<XMP> and <LISTING>, declared content (Was Re: HTML 2.0 LAST CALL: ...)

Joe English (joe@trystero.art.com)
Fri, 2 Jun 95 21:12:38 EDT

Arthur.Vanhoff@Eng.Sun.COM (Arthur van Hoff) wrote:
> > [joe@art.com wrote:]
> > CDATA declared content is PURE EVIL, and I'd like to
> > see <XMP> and <LISTING> pushed as far away as possible
> > from the other more respectable block elements.
> >
> > Calling them "deprecated" is not strong enough for me.
> > They were "obsolete" as of May 31, and I *strongly urge* that
> > they stay that way until HTML 2.1, when they should
> > be eliminated altogether.
> Could you explain why you think that elements with a CDATA content
> model are bad? It seems like perfectly valid and useful SGML construct
> to me. PRE is annoying if you simply want to list verbatim...

Not just bad. PURE EVIL.

There are several reasons. CDATA and RCDATA declared
content (along with DATATAG, another bad idea) are the
only SGML features whereby the element structure can change the
delimiter recognition mode. This has several practical

Suppose I write a search engine with support for SGML documents.
If there are no elements with declared content, then determining what's
data (and should be indexed) and what's markup (and should not be)
is a fairly straightforward lexical analysis task. On the other hand,
the presence of elements like <XMP> and <LISTING> either requires
special-case hacks in the scanner for each supported DTD or a much more
comprehensive analysis of the document structure than would
otherwise be necessary.

Suppose also I want to use this engine as a server back-end,
and insert PIs or other markup to identify search hits in
indexed documents before returning them to the browser.
(There was talk of just this sort of application on html-wg
a while back; in fact, it's part of the rationale behind the
proposed HTML 3 <SPOT> element.) Now if there's a hit inside
an <XMP> element, there is *no way* to insert a hit marker
since the browser will treat it as data.

Not to mention that it complicates browser implementations,
and isn't really all that useful to begin with.

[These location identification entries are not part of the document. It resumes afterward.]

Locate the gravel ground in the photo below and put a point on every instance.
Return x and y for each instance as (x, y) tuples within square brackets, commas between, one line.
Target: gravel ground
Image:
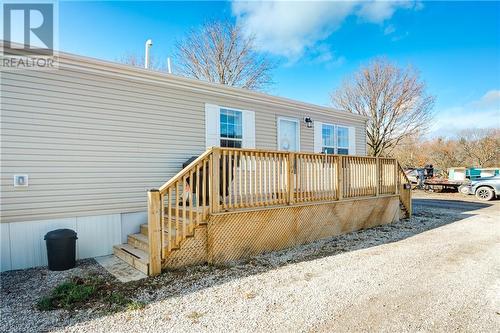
[(438, 272)]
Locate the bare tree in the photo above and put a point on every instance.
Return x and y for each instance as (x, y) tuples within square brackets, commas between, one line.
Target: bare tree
[(394, 99), (481, 146), (220, 52)]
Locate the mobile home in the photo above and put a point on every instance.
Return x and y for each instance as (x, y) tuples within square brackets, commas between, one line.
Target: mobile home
[(82, 144)]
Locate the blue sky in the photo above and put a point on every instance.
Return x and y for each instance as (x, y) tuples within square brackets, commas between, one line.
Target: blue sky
[(455, 45)]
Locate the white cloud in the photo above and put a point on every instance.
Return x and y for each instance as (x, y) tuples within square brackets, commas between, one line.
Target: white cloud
[(290, 28), (482, 113)]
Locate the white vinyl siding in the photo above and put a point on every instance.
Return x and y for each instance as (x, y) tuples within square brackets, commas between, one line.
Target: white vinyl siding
[(94, 136), (212, 128), (293, 141)]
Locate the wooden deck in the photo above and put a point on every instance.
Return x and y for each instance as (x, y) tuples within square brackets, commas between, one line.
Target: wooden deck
[(233, 203)]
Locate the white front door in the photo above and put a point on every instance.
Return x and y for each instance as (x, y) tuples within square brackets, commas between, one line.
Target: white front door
[(288, 134)]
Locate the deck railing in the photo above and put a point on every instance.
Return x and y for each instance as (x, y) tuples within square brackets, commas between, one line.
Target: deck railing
[(228, 179)]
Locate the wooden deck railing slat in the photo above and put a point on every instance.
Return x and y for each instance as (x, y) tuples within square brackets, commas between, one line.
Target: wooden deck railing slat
[(225, 179)]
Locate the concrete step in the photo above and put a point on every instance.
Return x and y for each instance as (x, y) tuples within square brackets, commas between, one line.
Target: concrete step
[(135, 257), (139, 241)]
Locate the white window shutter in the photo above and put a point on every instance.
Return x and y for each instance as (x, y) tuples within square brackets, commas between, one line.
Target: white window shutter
[(212, 125), (248, 129), (318, 136), (352, 141)]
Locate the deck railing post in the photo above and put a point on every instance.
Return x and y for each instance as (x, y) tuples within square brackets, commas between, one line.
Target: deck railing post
[(154, 232), (340, 178), (291, 178), (214, 181)]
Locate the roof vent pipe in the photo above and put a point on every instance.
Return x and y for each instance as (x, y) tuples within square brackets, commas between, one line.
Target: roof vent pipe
[(169, 68), (148, 45)]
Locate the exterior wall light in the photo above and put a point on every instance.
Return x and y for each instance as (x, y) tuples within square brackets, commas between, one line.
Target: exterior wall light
[(308, 122)]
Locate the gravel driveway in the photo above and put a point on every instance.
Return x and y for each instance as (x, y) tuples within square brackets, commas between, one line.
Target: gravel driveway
[(438, 272)]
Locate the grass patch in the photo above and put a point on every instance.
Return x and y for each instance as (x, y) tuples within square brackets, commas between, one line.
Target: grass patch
[(86, 292), (69, 293)]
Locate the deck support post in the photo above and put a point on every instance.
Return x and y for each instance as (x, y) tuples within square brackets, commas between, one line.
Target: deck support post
[(340, 178), (215, 180), (291, 178), (396, 177), (154, 232)]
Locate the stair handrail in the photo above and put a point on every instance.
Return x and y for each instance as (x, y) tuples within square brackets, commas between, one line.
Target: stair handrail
[(163, 189)]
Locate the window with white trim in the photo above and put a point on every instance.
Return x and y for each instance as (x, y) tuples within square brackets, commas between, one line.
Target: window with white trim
[(328, 139), (342, 140), (334, 139), (231, 128)]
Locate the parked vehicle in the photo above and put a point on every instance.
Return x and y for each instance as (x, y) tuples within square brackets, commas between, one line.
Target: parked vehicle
[(483, 188)]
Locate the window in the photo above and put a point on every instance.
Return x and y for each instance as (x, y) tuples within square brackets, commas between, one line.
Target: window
[(334, 139), (342, 140), (288, 134), (328, 139), (231, 128)]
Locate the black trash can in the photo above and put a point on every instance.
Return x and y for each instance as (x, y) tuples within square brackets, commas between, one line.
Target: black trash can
[(61, 249)]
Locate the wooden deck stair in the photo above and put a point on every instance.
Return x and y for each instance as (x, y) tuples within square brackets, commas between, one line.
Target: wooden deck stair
[(136, 251), (237, 180)]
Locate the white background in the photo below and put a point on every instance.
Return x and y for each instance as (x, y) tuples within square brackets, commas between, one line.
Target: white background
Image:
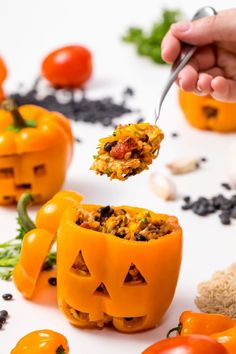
[(28, 31)]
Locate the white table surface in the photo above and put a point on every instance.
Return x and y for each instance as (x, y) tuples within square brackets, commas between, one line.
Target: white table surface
[(28, 31)]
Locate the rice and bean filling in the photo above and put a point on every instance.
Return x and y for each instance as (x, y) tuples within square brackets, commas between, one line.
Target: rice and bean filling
[(120, 223), (129, 151)]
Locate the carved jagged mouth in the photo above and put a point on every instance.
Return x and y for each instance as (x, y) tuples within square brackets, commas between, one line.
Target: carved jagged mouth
[(84, 321), (24, 186), (210, 112)]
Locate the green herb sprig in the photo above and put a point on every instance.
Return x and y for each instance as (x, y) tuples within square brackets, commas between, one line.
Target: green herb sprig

<!-- this looks just like a comment, but it really isn't -->
This: &foo; looks just like an entity reference, but it isn't.
This: <bar> looks just like a start-tag, but it isn't.
This: </baz> looks just like an end-tag, and guess what?
It *is* an end-tag. Oops.

There is no way to include an end-tag open delimiter-in-context
inside an element with CDATA or RCDATA declared content, just
like you can't include the string "\end{verbatim}" in a LaTeX
verbatim environment. Now the string "</" followed by a name
start character probably doesn't show up in "verbatim" text very
often, unless you're discussing SGML itself, but it's still
problematic. (You can't include the sequence "]]>", either.)

The *right* way to suppress delimiter recognition
is with a <![ CDATA [ marked section ]]>. Marked
sections are independent of element boundaries, so
they are much more flexible: if you need to add
an entity reference (or PI or comment declaration or...)
you can close the marked section, add the markup,
and open a new one without disturbing the document
structure. This is not the case with <XMP> and <LISTING>.

Now if only browsers implementors would support marked sections...
In the meantime, we're stuck with <PRE> and
sed -e "s/&/\&amp;/g" -e "s/</\&lt;/g"
(or the equivalent on your platform of choice).

To summarize my position:

<XMP> and <LISTING> should remain obsolete, and should be
removed as soon as is convenient;
CDATA and RCDATA declared content should not be
used for any new elements in future HTML versions;
Browser authors should be strongly encouraged to
support marked sections [*].

--Joe English


[*] and null end tags, too, while they're at it, since they can
save <em/many more/ keystrokes than the ill-advised <XMP>.

P.S. My next rant will be on the FORM element inclusion exceptions.
After the RFC is published, of course :-)